US 12,333,027 B2
	Machine learning for implementing policies in a computing environment
Johnson Manuel-Devadoss, San Antonio, TX (US)
Assigned to Oracle International Corporation, Redwood Shores, CA (US)
Filed by Oracle International Corporation, Redwood Shores, CA (US)
Filed on Mar. 3, 2022, as Appl. No. 17/685,561.
Prior Publication US 2023/0283643 A1, Sep. 7, 2023
Int. Cl.
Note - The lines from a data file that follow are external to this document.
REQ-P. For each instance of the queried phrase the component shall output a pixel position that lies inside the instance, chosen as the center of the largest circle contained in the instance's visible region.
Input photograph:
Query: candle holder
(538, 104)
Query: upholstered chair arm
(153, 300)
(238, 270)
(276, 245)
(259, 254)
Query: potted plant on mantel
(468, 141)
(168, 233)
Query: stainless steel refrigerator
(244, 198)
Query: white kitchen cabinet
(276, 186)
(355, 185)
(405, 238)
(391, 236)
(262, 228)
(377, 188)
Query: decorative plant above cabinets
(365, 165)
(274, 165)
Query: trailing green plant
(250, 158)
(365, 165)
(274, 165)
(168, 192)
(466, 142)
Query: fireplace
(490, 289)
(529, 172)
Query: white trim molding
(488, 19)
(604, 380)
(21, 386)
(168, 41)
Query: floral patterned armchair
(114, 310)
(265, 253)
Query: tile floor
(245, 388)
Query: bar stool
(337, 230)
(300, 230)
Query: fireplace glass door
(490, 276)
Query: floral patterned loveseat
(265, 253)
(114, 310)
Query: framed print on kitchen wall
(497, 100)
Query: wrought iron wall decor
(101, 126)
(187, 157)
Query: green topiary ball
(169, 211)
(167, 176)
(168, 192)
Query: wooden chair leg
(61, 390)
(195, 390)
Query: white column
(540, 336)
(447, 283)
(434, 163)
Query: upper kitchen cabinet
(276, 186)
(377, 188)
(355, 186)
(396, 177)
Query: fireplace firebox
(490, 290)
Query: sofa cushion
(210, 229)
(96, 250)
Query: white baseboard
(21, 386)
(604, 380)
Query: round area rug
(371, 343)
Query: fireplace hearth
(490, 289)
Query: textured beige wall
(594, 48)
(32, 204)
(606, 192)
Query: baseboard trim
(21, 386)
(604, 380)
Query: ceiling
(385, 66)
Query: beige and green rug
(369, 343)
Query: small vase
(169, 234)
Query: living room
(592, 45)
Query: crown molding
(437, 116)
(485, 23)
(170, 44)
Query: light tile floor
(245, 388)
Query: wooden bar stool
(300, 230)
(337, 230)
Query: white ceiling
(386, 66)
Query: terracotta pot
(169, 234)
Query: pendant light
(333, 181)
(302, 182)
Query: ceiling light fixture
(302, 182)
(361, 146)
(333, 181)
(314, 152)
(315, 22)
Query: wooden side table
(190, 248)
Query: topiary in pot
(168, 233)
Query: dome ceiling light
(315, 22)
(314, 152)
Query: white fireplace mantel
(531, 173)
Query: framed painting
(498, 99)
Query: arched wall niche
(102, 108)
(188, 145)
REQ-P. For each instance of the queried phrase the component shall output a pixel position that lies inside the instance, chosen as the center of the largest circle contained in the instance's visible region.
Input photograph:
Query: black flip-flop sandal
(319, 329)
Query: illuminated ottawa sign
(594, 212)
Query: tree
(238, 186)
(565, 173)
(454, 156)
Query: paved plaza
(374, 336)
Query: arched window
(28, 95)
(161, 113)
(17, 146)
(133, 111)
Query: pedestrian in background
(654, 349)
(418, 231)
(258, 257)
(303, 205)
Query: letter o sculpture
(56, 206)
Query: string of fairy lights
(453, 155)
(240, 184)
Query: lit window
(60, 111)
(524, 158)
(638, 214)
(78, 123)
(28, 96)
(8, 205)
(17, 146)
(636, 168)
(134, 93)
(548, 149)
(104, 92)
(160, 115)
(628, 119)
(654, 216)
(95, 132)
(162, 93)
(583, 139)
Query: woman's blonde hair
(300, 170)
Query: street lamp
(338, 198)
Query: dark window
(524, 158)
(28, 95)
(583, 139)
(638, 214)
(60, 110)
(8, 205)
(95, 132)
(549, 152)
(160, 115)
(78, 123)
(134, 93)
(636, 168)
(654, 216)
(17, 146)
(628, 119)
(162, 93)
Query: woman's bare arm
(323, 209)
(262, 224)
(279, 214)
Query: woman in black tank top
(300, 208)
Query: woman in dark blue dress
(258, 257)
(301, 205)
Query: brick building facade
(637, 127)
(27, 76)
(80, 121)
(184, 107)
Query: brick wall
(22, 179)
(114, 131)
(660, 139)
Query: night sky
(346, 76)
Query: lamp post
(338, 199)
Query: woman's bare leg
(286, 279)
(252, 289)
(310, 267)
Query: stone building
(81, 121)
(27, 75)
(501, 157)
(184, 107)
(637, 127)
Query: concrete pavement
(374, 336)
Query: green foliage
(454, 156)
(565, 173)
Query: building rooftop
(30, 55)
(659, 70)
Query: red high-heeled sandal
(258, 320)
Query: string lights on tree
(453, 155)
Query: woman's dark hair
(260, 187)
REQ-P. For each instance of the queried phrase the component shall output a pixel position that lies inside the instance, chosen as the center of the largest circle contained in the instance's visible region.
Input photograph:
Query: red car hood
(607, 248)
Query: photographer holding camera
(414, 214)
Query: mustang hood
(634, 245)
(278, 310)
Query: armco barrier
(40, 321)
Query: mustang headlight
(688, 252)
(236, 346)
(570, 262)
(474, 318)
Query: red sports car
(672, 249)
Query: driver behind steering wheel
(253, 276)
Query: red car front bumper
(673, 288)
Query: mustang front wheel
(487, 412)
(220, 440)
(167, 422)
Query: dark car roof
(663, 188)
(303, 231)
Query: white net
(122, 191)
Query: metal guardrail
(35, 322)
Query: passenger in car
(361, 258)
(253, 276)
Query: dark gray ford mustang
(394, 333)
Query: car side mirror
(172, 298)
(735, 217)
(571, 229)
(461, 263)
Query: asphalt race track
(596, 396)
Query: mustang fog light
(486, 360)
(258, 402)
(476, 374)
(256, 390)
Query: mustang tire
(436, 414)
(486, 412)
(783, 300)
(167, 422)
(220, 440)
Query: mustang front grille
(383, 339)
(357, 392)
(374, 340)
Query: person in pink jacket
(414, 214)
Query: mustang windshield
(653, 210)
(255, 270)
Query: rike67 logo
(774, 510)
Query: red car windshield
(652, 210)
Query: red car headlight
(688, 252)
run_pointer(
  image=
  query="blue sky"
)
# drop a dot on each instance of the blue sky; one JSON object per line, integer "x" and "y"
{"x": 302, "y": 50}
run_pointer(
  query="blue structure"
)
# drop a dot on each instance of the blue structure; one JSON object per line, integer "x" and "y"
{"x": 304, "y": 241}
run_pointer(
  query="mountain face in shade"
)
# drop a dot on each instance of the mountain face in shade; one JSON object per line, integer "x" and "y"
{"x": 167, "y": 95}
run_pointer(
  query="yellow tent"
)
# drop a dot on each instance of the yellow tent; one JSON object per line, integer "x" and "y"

G06F 21/60 (2013.01); G06F 18/21 (2023.01); G06N 3/092 (2023.01); H04L 9/40 (2022.01)

CPC G06F 21/604 (2013.01) [G06F 18/2185 (2023.01); G06N 3/092 (2023.01); H04L 63/20 (2013.01)]

14 Claims

1. A non-transitory computer readable medium comprising instructions which, when executed by one or more hardware processors cause performance of operations comprising:

obtaining a set of data representing a computing environment, the computing environment comprising a first set of computing resources;

receiving a selection to implement a first set of data security standards in the computing environment;

identifying a first set of security requirements, associated with the first set of data security standards, for the first set of computing resources;

performing deep reinforcement learning to generate a target sequence of actions for implementing the first set of data security standards in the computing environment, at least by:

iteratively (a) applying a plurality of candidate actions, associated with a respective plurality of security requirements, from among the first set of security requirements, to a current candidate state of the computing environment to generate a plurality of next candidate states of the computing environment, (b) identifying a plurality of candidate reward values associated respectively with the plurality of next candidate states of the computing environment, and (c) applying a target action, from among the plurality of candidate actions, to the current candidate state to generate a target next candidate state of the computing environment and a target reward associated with the target next candidate state; and

generating the target sequence of actions based on a set of target rewards associated with a particular set of target next candidate states resulting from performing the target sequence of actions; and

executing the target sequence of actions to provision the computing environment according to the first set of data security standards.